“We Swim, We Talk, We Go to War” at Golden Thread
“We Swim, We Talk, We Go to War” at Golden Thread
We are rich in small theaters in the Bay Area. In New York, they would call them “Off Broadway”. We have no on-Broadway with the closest thing to it being Berkeley Rep. or A.C.T. or a few scattered Best of Broadway touring productions in run-down, cavernous theaters.
But it is the smaller theaters here that make our theater community so vibrant. Golden Thread Productions on Portrero Hill is one these and it has a unique mission. It encourages and performs Middle Eastern-American plays, those often neglected by the larger audience.
Currently they are playing the world premiere of Mona Mansour’s “We Swim, We Talk, We Go to War”. A play about a Lebanese-American middle aged woman, She (Sarah Nina Hayon), she tries to convince her twenty-some nephew He (Joshua Chessin-Yudin) the errors of his decision to join the army.
He is gung-ho. A strong patriot who grew up in San Diego, the site of a large military population, and is committed to the military for years in order to pay back the full scholarship he has received from it. He is training to be a helicopter pilot that he describes as “cool”. She is against war and especially ones that would take her nephew to fight against his relatives. He does not think that way. He is all military think: kill the enemy to make a better world.
They go for swims in the ocean. You know it is in Southern California because the temperature of the water on their first swim is 72. They get lost in the fog, but that does not stop the conversation, both of them on opposite sides of the debate. By clever moving, they simulate swimming while two others float by pretending to swim on their rolling chairs.
One of the swimmers is The Arab (Adam El-Sharkawii) and the other The American (Tr’Vonne Bell). These two are to represent collectively all the soldiers of their respective countries. There is a bit of Pinter here with the imagined situations, teeming violent hatred between the characters on opposing sides and an uncanniness in the atmosphere be it in the ocean or in Lebanon.
She tries to put the idea of war, so many of them either caused or fought by America, into perspective. She tells him of her trip to Lebanon where she felt at home. He, only one fourth Lebanese, has no loyalty to this country and is willing to fight anyone who opposes American ideals. He even yells at her, “Why are you trying to get me to doubt?” And “I don’t care about Lebanon”. The idea is that as a soldier, doubts will put him only in danger.

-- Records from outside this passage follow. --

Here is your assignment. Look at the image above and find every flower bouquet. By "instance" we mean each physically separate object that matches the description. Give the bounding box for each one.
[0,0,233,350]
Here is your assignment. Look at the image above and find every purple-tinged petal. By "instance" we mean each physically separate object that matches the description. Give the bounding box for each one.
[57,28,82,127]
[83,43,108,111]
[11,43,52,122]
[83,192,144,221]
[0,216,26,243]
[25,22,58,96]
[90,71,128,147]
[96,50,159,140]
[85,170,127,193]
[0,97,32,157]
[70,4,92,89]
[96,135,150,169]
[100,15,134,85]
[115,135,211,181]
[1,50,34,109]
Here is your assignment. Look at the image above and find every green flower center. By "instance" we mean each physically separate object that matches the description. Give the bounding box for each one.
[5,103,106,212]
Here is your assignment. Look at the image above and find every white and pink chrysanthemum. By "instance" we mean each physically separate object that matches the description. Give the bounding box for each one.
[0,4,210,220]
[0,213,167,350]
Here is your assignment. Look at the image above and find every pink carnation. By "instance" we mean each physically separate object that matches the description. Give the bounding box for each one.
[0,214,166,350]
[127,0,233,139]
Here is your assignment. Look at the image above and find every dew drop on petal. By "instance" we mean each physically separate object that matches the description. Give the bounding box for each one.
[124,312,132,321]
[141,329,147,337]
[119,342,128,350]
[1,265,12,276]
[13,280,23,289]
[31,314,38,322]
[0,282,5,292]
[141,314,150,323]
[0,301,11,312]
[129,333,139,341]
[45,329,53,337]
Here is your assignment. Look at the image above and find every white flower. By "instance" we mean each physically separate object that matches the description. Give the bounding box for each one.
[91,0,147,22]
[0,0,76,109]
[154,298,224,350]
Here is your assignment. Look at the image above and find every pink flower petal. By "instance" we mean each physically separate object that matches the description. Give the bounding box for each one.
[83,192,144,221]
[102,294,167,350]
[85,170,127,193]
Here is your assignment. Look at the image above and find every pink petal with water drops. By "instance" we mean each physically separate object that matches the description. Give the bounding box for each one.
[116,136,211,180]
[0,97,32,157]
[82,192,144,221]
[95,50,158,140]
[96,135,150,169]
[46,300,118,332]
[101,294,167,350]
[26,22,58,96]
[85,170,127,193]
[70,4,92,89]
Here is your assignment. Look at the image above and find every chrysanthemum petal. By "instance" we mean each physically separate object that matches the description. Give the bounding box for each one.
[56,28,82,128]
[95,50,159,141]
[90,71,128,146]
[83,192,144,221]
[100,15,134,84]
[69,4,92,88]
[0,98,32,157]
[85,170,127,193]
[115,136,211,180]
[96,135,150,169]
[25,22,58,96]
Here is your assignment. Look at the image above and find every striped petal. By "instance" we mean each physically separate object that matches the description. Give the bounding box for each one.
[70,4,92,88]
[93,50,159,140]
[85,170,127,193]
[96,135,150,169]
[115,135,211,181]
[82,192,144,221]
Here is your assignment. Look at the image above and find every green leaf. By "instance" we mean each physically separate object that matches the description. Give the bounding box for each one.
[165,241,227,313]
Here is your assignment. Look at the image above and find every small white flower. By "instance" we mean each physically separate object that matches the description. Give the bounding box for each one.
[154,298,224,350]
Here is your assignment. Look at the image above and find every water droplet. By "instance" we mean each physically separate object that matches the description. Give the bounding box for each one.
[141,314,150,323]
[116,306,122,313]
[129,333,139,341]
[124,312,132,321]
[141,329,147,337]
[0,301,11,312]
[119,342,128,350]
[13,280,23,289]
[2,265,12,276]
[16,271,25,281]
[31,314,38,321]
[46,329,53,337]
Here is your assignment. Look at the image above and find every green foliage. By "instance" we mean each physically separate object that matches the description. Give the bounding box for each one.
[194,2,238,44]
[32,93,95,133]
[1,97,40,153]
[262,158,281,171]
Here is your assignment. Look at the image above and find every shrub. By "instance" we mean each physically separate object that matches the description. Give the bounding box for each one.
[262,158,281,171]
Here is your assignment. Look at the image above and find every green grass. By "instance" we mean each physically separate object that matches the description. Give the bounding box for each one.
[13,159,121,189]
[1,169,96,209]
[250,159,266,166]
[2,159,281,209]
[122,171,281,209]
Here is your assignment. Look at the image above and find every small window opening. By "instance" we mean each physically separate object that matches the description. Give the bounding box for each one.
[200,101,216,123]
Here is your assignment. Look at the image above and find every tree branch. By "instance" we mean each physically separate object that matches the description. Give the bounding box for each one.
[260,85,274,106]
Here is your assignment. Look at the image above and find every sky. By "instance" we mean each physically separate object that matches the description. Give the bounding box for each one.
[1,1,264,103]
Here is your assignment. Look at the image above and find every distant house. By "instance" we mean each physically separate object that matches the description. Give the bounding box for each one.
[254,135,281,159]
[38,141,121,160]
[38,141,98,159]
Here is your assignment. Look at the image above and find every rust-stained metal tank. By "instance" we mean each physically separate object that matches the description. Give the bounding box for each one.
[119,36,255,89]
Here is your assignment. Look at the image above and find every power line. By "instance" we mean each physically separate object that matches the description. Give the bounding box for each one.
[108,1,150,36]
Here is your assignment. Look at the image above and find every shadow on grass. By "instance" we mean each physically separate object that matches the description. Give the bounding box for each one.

She tries to waken any bit of sympathy in him. She even shows him slides and videos of her visit to Lebanon with images of Fairouz, the famous beautiful Lebanese singer, and of the Roman ruins at Baalbeck that make her weepy because when she went there there were only a handful of tourists. Other tourists feared the danger of war. She laments that the ruins, among the most perfect in existence, should be as crowded as the Colosseum in Rome.
He remains detached and spews grunt songs and sayings. He was infuriated because someone took the “Terrorist Hunting Permit” off of his car’s bumper. A year after the first swim, they go on another. The water is now in the sixties and they pretend to wear wet suits, goggles and bathing caps. While floating in the water peacefullly, he tells her that he has been deployed and she is crestfallen.
In the next scene in the Mid-East, the Arab and He fight hand to hand. Then The American is also involved in the scene that has been excellently choreographed by fight specialist Carla Pantoja. End of the description by this reviewer so as not to be a spoiler.
The set by Kate Boyd is simple Mona Kasra’s projections of the ocean and Lebanon. Sound (Sara Huddleston) and lighting (Cassie Barnes) are perfect. Movement Specialist Slater Penney keeps them swimming believably. Simple costumes by Michelle Mulholland represent the four characters, Hers in well worn jeans and a stripped polo shirt show that she is not that much older than he, at least in dressing style.
The end is a bit hokey when they ask the audience to come up on the stage and write their thoughts in chalk on the wrap-around board. Why do so many theaters ask us to come up at the end? Is this the new normal? “Fairview” at the Berkeley Rep did the same and I escaped by pretending to go to the bathroom to avoid this. I guess its the same reason that Brian May of the band Queen wrote “We Will We Will Rock You”: To get the audience or fans to participate. At a ball game I like it, but not in the theater.
Evren Odcikin’s direction and his continued work in developing plays from Mid-Eastern American playwrights are to be commended. He collaborated with the author Mona Mansour on “We Swim, We Talk, We Go to War” for three years since its inception. The play is based on real conversations that Mansour had with her nephew. This is the playwright’s fourth production with Golden Thread.
The location is of Golden Thread is Potrero Stage, 1695 18th Street. Tickets from goldenthread.org.